Le CV demeure un outil largement utilisé en recrutement. Il permet de retracer un parcours professionnel, d’identifier des expériences pertinentes et de comprendre certaines étapes clés d’une trajectoire.
Cependant, plusieurs organisations s’interrogent aujourd’hui sur la place qu’il occupe dans l’évaluation globale d’une candidature.
Plutôt que d’opposer compétences et expérience, il peut être pertinent d’envisager une approche complémentaire.
Le CV : un outil utile, mais partiel
Le CV offre une vue structurée du cheminement d’une personne. Il peut constituer un point de départ dans l’analyse d’une candidature.
Cela dit, il comporte certaines limites :
- Il reflète principalement les expériences passées ;
- Il ne permet pas toujours d’évaluer la capacité d’adaptation ou d’apprentissage ;
- Il peut involontairement favoriser certains biais liés au parcours ou au profil ;
- Il renseigne peu sur les comportements en situation réelle de travail.
Ces limites invitent à élargir les méthodes d’évaluation, sans pour autant exclure le CV du processus.
Évaluer les compétences actuelles
Certaines organisations choisissent d’intégrer des outils complémentaires afin d’obtenir une lecture plus complète du profil d’une personne.
Par exemple :
- Des mises en situation ou études de cas ;
- Des exercices liés à la résolution de problèmes ;
- Des entrevues comportementales structurées ;
- Des références ciblées sur les méthodes de travail et la collaboration.

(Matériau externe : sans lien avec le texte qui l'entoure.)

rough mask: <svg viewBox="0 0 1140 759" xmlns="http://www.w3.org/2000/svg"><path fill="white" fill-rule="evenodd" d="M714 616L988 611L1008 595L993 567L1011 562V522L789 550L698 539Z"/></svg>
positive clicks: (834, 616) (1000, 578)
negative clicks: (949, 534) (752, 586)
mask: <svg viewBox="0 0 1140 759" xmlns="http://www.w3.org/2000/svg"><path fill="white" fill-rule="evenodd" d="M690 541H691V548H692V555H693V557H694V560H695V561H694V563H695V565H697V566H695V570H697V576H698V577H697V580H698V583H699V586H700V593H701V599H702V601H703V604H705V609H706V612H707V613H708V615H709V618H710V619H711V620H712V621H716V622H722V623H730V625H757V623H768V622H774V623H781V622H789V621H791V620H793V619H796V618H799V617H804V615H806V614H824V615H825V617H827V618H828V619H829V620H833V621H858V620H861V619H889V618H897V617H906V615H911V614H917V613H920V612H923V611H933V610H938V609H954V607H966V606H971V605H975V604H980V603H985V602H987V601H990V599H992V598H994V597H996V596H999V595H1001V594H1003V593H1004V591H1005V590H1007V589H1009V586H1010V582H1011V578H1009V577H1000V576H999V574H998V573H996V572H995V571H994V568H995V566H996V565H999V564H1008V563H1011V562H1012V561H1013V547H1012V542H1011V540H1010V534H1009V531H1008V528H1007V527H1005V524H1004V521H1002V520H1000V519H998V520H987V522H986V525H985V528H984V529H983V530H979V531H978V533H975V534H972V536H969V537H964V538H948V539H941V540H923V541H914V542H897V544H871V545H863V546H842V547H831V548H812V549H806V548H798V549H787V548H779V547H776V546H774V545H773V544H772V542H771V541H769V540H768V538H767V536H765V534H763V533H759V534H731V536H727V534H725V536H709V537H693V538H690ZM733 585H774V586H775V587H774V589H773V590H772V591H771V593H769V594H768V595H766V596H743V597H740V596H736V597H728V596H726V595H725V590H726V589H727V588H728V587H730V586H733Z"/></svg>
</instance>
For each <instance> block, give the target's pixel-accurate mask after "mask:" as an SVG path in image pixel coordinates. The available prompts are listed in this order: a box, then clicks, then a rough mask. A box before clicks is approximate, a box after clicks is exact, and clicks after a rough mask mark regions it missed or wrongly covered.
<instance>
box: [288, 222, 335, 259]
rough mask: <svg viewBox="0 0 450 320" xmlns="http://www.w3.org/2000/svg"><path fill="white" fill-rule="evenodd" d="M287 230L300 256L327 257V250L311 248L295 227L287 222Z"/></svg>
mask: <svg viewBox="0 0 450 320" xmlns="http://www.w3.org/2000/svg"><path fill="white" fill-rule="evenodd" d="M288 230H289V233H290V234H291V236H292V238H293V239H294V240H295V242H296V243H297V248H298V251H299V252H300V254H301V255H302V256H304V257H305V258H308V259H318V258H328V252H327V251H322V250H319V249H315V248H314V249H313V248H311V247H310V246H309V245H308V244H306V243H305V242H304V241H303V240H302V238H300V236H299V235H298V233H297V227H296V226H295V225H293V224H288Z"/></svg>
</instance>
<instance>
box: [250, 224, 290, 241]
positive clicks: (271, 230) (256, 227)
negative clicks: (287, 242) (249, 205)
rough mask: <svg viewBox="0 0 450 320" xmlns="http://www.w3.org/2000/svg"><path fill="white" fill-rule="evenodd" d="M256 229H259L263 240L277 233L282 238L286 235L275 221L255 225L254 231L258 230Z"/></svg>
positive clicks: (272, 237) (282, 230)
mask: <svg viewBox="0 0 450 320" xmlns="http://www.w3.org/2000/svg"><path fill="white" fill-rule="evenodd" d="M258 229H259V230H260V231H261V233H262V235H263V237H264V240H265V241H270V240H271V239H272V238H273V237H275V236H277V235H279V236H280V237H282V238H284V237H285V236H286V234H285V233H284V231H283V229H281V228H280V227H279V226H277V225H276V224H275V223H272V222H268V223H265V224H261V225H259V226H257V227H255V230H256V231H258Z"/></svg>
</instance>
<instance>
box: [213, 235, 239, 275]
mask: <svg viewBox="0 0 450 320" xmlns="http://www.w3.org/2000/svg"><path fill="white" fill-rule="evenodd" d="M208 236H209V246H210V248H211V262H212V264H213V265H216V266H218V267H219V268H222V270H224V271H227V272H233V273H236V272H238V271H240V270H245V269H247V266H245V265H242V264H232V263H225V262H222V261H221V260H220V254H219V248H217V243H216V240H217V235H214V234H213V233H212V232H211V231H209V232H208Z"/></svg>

Ces approches peuvent contribuer à mieux comprendre les compétences mobilisables dans un contexte donné.
Conjuguer expérience, compétences et potentiel
L’évaluation d’un candidat peut s’appuyer sur plusieurs dimensions :
- Le parcours passé, pour comprendre les acquis et les apprentissages ;
- Les compétences actuelles, observables dans des mises en situation ;
- Le potentiel d’évolution, notamment la capacité d’apprentissage et d’adaptation.
La pondération de ces éléments dépendra du poste, du contexte organisationnel et des priorités stratégiques.
Adapter le processus de recrutement
Certaines pistes peuvent être envisagées :
- Diversifier les outils d’évaluation ;
- Clarifier les critères essentiels du poste ;
- Structurer les entrevues afin de limiter les biais ;
- Impliquer les gestionnaires dans l’analyse des compétences opérationnelles.
Toute démarche d’évaluation devrait demeurer cohérente, documentée et conforme aux obligations légales et professionnelles applicables.
En conclusion
Le CV conserve sa pertinence dans un processus de dotation. Toutefois, il peut être avantageusement complété par d’autres outils permettant d’évaluer les compétences et le potentiel dans leur ensemble.
Chaque organisation devra adapter son approche en fonction de ses besoins, de son secteur d’activité et du cadre normatif en vigueur.
Sources
Statistique Canada – Données sur l’évolution du marché du travail et des compétences.
Ordre des conseillers en ressources humaines agréés – Normes de pratique en dotation et évaluation des candidatures.
Commission des normes, de l’équité, de la santé et de la sécurité du travail (CNESST) – Principes liés à l’équité et à la non-discrimination en emploi.
Gouvernement du Québec – Lignes directrices relatives aux pratiques de recrutement équitables.
Publications professionnelles en gestion des ressources humaines – méthodes d’entrevue structurée et évaluation des compétences.